Boko Haram's kidnapped girls: Nigeria's side of the story

The Chibok girls were abducted in a state the size of Ireland that has 30,000 schools. Those basic logistics are not so easy to surmount.

Afolabi Sotunde/Reuters/File
A protester addresses the 'Bring Back Our Girls' protest group as they march to the presidential villa to deliver a protest letter to Nigeria's President Goodluck Jonathan in Abuja, calling for the release of the Nigerian schoolgirls in Chibok who were kidnapped by Islamist militant group Boko Haram, May 22, 2014.

A version of this post originally appeared on Africa in Transition. The views expressed are the author's own. 

Nigerian president Goodluck Jonathan and his administration have been subject to withering criticism at home and abroad over the government’s response to the Boko Haram kidnapping of some three hundred schoolgirls from Chibok.

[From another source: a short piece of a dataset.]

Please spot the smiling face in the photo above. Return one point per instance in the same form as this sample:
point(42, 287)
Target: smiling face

There are ongoing demonstrations in Nigeria by women, united across ethnic and religious boundaries, calling for greater government engagement in finding and liberating them.

Abroad, the episode has highlighted Nigeria’s governance challenges, including corruption and the apparent near-collapse of its military. 

Amb. Olusegun Akinsanya, office director of the Institute for Security Studies in Addis Ababa, a former senior Nigerian diplomat, a businessman, and an academic, has written a thoughtful analysis of the Chibok kidnapping and why it has been so hard for the Nigerian government to overcome Boko Haram.

Though titled “The Chibok Girls—Nigeria’s Side of the Story,” the piece is not a whitewash of the government’s “slow and inadequate” response to the crisis.

But he does highlight some of the practical difficulties the government faces. He points out that Borno state is about the size of Ireland. There are over 30,000 schools in the state. The infrastructure is woefully underdeveloped. These factors limit, he suggests, what the army and government can do.

Amb. Akinsanya maintains that, in fact, the government has done much to recover the girls, but it has failed to adequately communicate its actions to the public.

He also looks at the deeper causes of Boko Haram: economic underdevelopment in the north, youth unemployment, climate change (including the drying-up of Lake Chad).

He notes the impact of the upcoming February 2015 national elections as well. Without developing the theme, he suggests that those elections “could serve to appease the political situation,” which seems counterintuitive given the bloodshed following the elections of 2011.

In his analysis of Boko Haram, I would have liked to see a discussion of the end of power alternation between north and south, the role of corruption, and his thoughts on the causes of the military’s collapse. He observed that “orthodox Muslims” do not approve of Boko Haram’s methods. Very true. But much of the traditional Islamic leadership in the north appears to be discredited on the “street.”

Perhaps in subsequent articles Amb. Akinsanya will be able to address some of these issues.